Bericht: Kim Otto, Markus Schmidt
Deutsche Bank und Allianz: Gewinne auf Kosten der Steuerzahler?
Monitor. 13.08.2009. 06:49 Min.. Verfügbar bis 02.05.2999. Das Erste.
Moderation Georg Restle: "Von den Gewinnern der Gesundheitsreform zu den Gewinnern der Wirtschaftskrise. Die Konjunkturdaten, die heute veröffentlicht wurden, nähren bei manchen ja schon wieder leise Zukunftshoffnungen. Vor allem zwei deutsche Großunternehmen haben zurzeit aber so richtig Grund zur Freude: Die Deutsche Bank und die Allianz machen schon wieder Milliardengewinne, so, als ob es nie eine Krise gegeben hätte. Dabei sind es ja gerade auch diese beiden Unternehmen, die von den Steuermilliarden für die Pleitebank HRE erheblich profitiert haben. Kim Otto. Markus Schmitt und Katja Garmasch zeigen Ihnen, wie aus den Mitverursachern der Krise ihre größten Profiteure wurden. Und wer in einer der langen Nächte der Entscheidungen eigentlich das Sagen hatte."
Goran Baric, Headhunter
Goran Baric ist so genannter Headhunter. Er sucht die besten Köpfe, um sie gegen Provision zu vermitteln. Besonders gesucht sind zurzeit wieder - Banker, Investmentbanker. Krise, welche Krise? Die Finanzwetten laufen wieder - und auch die Boni fließen wieder reichlich - wie ehedem.

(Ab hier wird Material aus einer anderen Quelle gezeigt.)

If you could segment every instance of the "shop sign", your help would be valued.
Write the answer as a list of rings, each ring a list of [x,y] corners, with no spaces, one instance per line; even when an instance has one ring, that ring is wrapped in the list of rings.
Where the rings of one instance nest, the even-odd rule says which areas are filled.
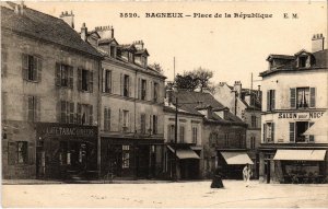
[[[278,119],[315,119],[320,118],[325,112],[307,112],[307,113],[279,113]]]

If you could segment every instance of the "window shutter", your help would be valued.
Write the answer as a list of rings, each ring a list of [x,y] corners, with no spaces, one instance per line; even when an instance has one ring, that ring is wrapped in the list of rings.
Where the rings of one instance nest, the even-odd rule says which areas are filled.
[[[16,142],[8,142],[8,164],[14,165],[17,162]]]
[[[22,54],[22,78],[27,80],[27,70],[28,70],[28,56]]]
[[[102,68],[103,70],[103,92],[106,92],[106,70]]]
[[[263,143],[267,142],[267,124],[263,124]]]
[[[120,95],[124,95],[124,76],[120,73]]]
[[[42,82],[43,61],[40,58],[36,58],[36,67],[37,67],[37,82]]]
[[[271,109],[276,109],[276,90],[271,90]]]
[[[314,125],[313,121],[308,123],[308,128],[311,128],[313,125]],[[314,141],[315,141],[314,135],[308,136],[308,141],[309,141],[309,142],[314,142]]]
[[[89,91],[93,92],[93,71],[89,71]]]
[[[28,164],[34,164],[35,163],[35,149],[34,149],[34,143],[32,142],[28,142],[27,144],[27,161],[28,161]]]
[[[40,97],[35,97],[35,121],[40,121]]]
[[[55,84],[56,84],[56,86],[60,86],[60,63],[56,63]]]
[[[73,70],[73,67],[69,67],[69,88],[70,89],[73,89],[74,88],[74,80],[73,80],[73,78],[74,78],[74,70]]]
[[[78,90],[82,91],[82,69],[78,68]]]
[[[295,123],[290,123],[290,142],[295,142]]]
[[[309,107],[316,107],[316,89],[309,88]]]
[[[270,111],[270,90],[267,91],[267,111]]]
[[[274,141],[274,123],[271,123],[271,141]]]
[[[291,89],[291,108],[296,108],[296,89]]]

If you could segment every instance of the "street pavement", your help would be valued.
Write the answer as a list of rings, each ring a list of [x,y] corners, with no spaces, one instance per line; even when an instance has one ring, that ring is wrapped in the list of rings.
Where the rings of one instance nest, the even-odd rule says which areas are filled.
[[[136,184],[139,183],[139,184]],[[2,185],[2,207],[327,208],[328,184],[200,182]]]

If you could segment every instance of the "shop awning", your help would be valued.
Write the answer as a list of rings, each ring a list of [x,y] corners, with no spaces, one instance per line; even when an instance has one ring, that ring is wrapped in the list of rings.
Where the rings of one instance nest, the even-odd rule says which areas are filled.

Goran Baric, Headhunter: "Ich sehe, dass wir wieder Geld verdienen. Ich sehe, dass wir wieder Erträge reinholen, aus Erträgen werden die Boni kalkuliert. Ansonsten werden diese Mitarbeiter sich umschauen und gegebenenfalls zu Konkurrenz wechseln."

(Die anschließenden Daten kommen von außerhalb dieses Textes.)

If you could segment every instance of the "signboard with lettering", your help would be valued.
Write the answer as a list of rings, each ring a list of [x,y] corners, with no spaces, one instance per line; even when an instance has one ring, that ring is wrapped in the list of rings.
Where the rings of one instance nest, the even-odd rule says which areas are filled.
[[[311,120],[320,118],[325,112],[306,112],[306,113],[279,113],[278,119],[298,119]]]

Krise, welche Krise? Auch in Deutschland wird wieder sehr gut verdient. Deutsche Bank und Allianz lieferten dieser Tage hervorragende Quartalszahlen: 1,1 Milliarden Gewinn bei der Deutschen Bank, 1,9 Milliarden bei der Allianz. Hohe Verluste dagegen bei der Hypo Real Estate, der Bank die verstaatlicht wurde und nur dank Steuermilliarden überlebt. Gewinne privatisieren, Verluste den Steuerzahler tragen lassen. Das ist ungerecht, findet Professor Blum, ein angesehener, ein konservativer Ökonom. Er leitet das Institut für Wirtschaftsforschung in Halle:
Prof. Ulrich Blum, Wirtschaftsforschungsinstitut Halle
Prof. Ulrich Blum, Wirtschaftsforschungsinstitut Halle: "Die Verursacher der Krise drohen zu den Gewinnern der Krise zu werden. Und der Bürger zahlt die Zeche. Wenn wir überhaupt über Gerechtigkeit sprechen wollen, ist das zutiefst ungerecht."

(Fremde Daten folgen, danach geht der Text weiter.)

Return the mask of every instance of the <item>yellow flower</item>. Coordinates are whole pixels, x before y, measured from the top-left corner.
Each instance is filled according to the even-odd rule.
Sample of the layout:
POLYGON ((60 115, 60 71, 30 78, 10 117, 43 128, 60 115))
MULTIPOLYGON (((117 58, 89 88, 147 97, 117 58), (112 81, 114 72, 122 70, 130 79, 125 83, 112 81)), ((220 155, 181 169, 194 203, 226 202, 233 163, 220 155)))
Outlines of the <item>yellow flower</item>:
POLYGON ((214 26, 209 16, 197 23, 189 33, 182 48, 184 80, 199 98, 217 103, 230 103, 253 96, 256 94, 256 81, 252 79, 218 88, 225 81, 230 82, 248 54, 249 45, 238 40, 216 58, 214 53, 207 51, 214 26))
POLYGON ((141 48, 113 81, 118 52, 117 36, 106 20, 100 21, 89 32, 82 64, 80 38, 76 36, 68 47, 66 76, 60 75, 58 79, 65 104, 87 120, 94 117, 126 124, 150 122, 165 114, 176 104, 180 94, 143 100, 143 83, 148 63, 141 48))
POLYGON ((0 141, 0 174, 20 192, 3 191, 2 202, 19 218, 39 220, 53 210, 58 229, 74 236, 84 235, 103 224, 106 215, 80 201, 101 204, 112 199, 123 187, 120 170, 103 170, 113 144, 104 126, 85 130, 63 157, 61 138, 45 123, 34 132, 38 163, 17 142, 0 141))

Rückblende: Voriges Jahr - Krisensitzung. Damals stand der Immobilienfinanzierer Hypo Real Estate vor dem Aus. Es drohte die Kernschmelze des Deutschen Finanzsystems, so erzählen Teilnehmer der Sitzung. Gefeilsche bis spät in die Nacht. Wer trägt die Risiken? Die Eigentümer und Gläubiger der HRE - so wie in einer Marktwirtschaft eigentlich vorgesehen - oder der Steuerzahler? Einigung in letzter Minute. Der Chef der Deutschen Bank Josef Ackermann telefoniert mit der Kanzlerin: Der Staat steigt ein, bis heute mit nahezu 100 Milliarden, Banken und Versicherungen geben Kredite in Höhe von 30 Milliarden.
Angela Merkel (CDU), Bundeskanzlerin 22.03.2009 bei "Anne Will": "Bei Hypo Real Estate haben Pensionsfonds und Rentenversicherungen Ihr Geld angelegt, wir können die nicht einfach vom Markt verschwinden lassen. Was wir nicht können ist, mit viel Geld die Aktionäre aufpäppeln, damit die zum Schluss wieder ein tolles Geschäftsmodell haben und der Steuerzahler hat alles bezahlt."
Gerhard Schick (Bündnis 90/Die Grünen)
Gerhard Schick (Bündnis 90/Die Grünen), Mitglied des HRE-Untersuchungsausschuss: "Das was Frau Merkel eigentlich vermeiden wollte, nämlich dass die Steuerzahlerinnen und Steuerzahler die Zeche zahlen, die Aktionäre aufpäppeln, und nachher alles weitergeht wie vorher, das ist doch genau das, was wir heute beobachten."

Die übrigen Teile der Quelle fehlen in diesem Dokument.